PHOENIX (AP) — Navajo Nation President Jonathan Nez has asked President Donald Trump to commute the death sentence of a Navajo man convicted in the 2001 killing of a fellow tribal member and her 9-year-old granddaughter. Nez cited the tribe's longstanding opposition to the death penalty in a July 31 letter to Trump that asks for Lezmond Mitchell's sentence to be reduced to life in prison. Mitchell is the only Native American on federal death row. Tribal officials and even the victims' family opposed his death penalty, despite the grisly nature of the killings. The U.S. Justice Department declined to comment on the clemency request.

  • Trini Lopez, 1960s-era singer mentored by Sinatra, dies

RIO RANCHO, N.M. (AP) — Trini Lopez, a singer and guitarist who gained fame for his versions of "Lemon Tree" and "If I Had a Hammer" in the 1960s and took his talents to Hollywood, has died. He was 83.  Filmmaker P. David Ebersole confirms that Lopez died Tuesday from complications of COVID-19. Lopez was mentored by Buddy Holly and Frank Sinatra and became an international star, performing in English and Spanish. Unlike Mexican American singers such as Ritchie Valens, Lopez rejected advice to change his name. Lopez crossed over into acting, appearing in the World War II drama "The Dirty Dozen," the comedy "The Phynx" and credits on television's "Adam-12."
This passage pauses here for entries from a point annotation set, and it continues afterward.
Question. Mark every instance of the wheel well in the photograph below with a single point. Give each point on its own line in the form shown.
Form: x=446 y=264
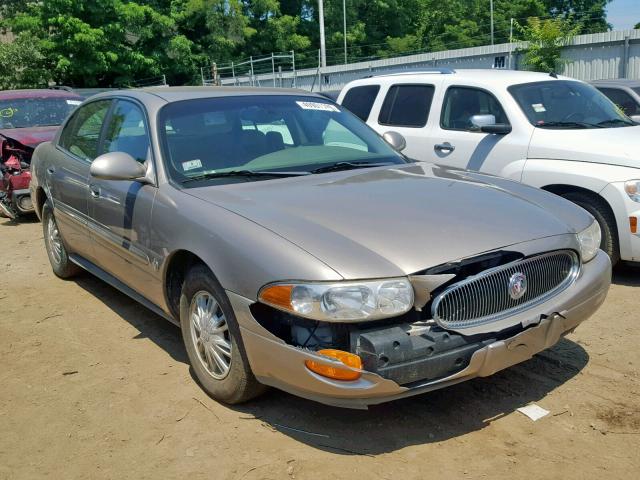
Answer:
x=41 y=197
x=564 y=189
x=179 y=264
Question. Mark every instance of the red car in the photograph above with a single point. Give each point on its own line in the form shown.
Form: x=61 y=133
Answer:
x=27 y=118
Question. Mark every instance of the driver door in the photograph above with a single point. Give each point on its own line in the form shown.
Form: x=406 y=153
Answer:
x=456 y=144
x=120 y=210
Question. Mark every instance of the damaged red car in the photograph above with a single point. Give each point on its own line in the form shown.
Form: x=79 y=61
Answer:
x=27 y=118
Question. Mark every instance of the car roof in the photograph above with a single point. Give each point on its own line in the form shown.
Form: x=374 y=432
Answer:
x=37 y=93
x=509 y=77
x=176 y=94
x=619 y=82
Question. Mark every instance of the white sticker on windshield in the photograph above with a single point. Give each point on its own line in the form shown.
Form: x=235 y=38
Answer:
x=191 y=164
x=538 y=107
x=325 y=107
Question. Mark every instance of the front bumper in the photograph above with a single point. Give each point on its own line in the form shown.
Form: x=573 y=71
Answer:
x=282 y=366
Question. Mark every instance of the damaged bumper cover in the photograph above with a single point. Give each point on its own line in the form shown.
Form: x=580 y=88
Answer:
x=280 y=365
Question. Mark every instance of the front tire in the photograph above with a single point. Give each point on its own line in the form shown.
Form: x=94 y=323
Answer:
x=212 y=339
x=605 y=218
x=61 y=265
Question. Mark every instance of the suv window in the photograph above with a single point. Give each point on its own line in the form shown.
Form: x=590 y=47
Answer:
x=406 y=106
x=127 y=131
x=359 y=100
x=623 y=100
x=462 y=103
x=82 y=133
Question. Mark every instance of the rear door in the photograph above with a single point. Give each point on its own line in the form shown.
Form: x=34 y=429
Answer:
x=68 y=172
x=120 y=210
x=456 y=142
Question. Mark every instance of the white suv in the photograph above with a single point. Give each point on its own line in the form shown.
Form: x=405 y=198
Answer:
x=548 y=131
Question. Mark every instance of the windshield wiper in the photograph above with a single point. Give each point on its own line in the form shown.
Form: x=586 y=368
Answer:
x=243 y=173
x=616 y=121
x=336 y=167
x=569 y=125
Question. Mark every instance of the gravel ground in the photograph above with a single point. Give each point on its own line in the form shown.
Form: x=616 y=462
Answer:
x=93 y=385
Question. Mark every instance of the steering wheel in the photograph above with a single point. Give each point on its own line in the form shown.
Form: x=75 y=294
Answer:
x=573 y=117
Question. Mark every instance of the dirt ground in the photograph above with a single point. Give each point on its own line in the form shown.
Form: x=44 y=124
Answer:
x=93 y=385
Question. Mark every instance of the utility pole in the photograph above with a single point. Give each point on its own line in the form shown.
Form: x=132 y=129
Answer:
x=491 y=7
x=344 y=34
x=323 y=51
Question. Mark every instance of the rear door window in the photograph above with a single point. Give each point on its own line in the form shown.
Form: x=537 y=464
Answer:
x=359 y=100
x=406 y=106
x=623 y=100
x=462 y=103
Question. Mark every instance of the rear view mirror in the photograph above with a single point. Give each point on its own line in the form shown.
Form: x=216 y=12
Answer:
x=117 y=166
x=396 y=140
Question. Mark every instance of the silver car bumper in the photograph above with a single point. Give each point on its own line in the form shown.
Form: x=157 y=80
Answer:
x=282 y=366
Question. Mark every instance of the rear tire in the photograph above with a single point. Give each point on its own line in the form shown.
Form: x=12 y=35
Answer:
x=605 y=218
x=212 y=339
x=61 y=265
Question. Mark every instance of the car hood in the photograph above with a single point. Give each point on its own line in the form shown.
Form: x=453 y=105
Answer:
x=613 y=146
x=395 y=221
x=30 y=136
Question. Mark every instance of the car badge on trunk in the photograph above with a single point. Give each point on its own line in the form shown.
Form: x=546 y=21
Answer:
x=517 y=285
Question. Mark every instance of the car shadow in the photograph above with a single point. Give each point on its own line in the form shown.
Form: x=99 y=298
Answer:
x=627 y=275
x=426 y=418
x=160 y=331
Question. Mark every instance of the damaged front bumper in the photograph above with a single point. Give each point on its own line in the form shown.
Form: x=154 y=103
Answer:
x=280 y=365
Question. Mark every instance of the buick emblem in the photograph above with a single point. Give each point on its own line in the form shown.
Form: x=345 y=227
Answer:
x=517 y=285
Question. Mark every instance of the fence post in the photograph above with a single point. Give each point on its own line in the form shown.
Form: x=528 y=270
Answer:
x=293 y=63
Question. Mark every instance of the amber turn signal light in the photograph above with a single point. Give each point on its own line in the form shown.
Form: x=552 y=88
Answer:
x=337 y=372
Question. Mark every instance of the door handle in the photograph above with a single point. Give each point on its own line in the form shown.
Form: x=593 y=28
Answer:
x=444 y=147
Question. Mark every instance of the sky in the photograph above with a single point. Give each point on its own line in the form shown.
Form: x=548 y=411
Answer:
x=623 y=14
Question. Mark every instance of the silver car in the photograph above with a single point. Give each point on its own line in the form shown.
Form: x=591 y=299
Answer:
x=297 y=249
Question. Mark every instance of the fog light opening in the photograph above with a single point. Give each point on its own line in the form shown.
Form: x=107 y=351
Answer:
x=336 y=372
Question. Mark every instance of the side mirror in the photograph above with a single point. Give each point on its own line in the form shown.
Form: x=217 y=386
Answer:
x=117 y=166
x=487 y=124
x=396 y=140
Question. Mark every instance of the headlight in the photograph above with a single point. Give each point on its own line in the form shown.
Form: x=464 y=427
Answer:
x=589 y=240
x=341 y=301
x=632 y=187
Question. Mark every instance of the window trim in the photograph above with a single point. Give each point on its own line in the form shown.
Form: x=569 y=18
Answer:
x=413 y=84
x=378 y=88
x=73 y=118
x=468 y=87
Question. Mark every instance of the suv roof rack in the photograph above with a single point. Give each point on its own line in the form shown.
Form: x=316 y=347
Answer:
x=414 y=71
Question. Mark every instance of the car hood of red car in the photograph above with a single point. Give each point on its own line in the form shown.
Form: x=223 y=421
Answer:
x=30 y=136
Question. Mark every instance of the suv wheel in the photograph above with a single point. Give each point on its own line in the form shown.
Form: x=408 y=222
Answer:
x=61 y=265
x=212 y=339
x=603 y=215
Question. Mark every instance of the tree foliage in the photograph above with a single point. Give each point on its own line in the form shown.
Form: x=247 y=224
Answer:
x=546 y=39
x=120 y=42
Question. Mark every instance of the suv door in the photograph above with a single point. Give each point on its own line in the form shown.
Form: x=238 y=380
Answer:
x=457 y=143
x=406 y=109
x=68 y=172
x=120 y=210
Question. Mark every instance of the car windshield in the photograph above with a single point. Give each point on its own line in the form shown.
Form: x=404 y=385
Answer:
x=36 y=111
x=567 y=104
x=239 y=138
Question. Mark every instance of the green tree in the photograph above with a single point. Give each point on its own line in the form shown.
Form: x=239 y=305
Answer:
x=546 y=39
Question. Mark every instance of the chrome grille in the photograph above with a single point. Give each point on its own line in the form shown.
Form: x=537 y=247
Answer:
x=486 y=297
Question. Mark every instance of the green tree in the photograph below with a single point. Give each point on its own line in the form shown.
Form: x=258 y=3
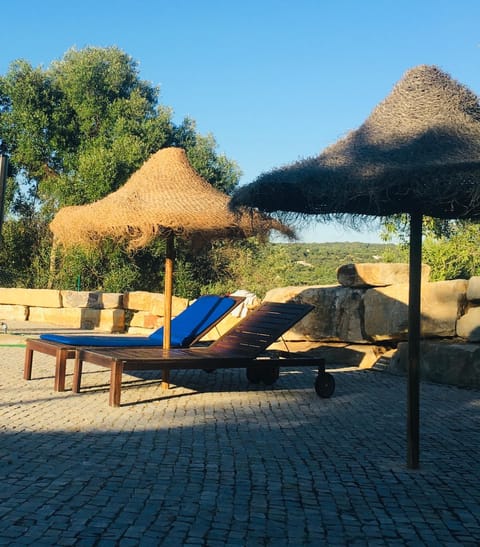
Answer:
x=75 y=132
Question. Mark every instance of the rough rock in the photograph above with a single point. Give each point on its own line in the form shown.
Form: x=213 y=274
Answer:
x=386 y=310
x=377 y=274
x=84 y=318
x=468 y=326
x=13 y=312
x=152 y=302
x=92 y=299
x=473 y=289
x=46 y=298
x=443 y=362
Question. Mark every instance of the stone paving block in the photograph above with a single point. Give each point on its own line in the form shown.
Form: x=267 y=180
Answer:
x=214 y=460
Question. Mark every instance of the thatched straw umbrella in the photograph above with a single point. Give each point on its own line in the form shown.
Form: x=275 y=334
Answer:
x=417 y=153
x=166 y=197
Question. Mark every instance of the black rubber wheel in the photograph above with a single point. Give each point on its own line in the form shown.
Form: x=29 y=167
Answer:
x=253 y=375
x=325 y=385
x=270 y=374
  • New Mexico lawmaker resigns, will run for Bernalillo sheriff

RIO RANCHO, N.M (AP) — New Mexico state Rep. Patricio Ruiloba has resigned from his Albuquerque-area seat and says he will run for Bernalillo County sheriff. The Democrat told The Associated Press on Tuesday that he submitted his resignation letter and will begin organizing his campaign. The 53-year-old retired Albuquerque police officer says he has been urged to run for sheriff by residents concerned about rising crime and conflicts between law enforcement and communities of color. Current Democratic Sheriff Manny Gonzales has faced criticism for a rise in deputy shootings and for stalling on requiring deputies to wear body cameras. He cannot seek reelection due to term limits.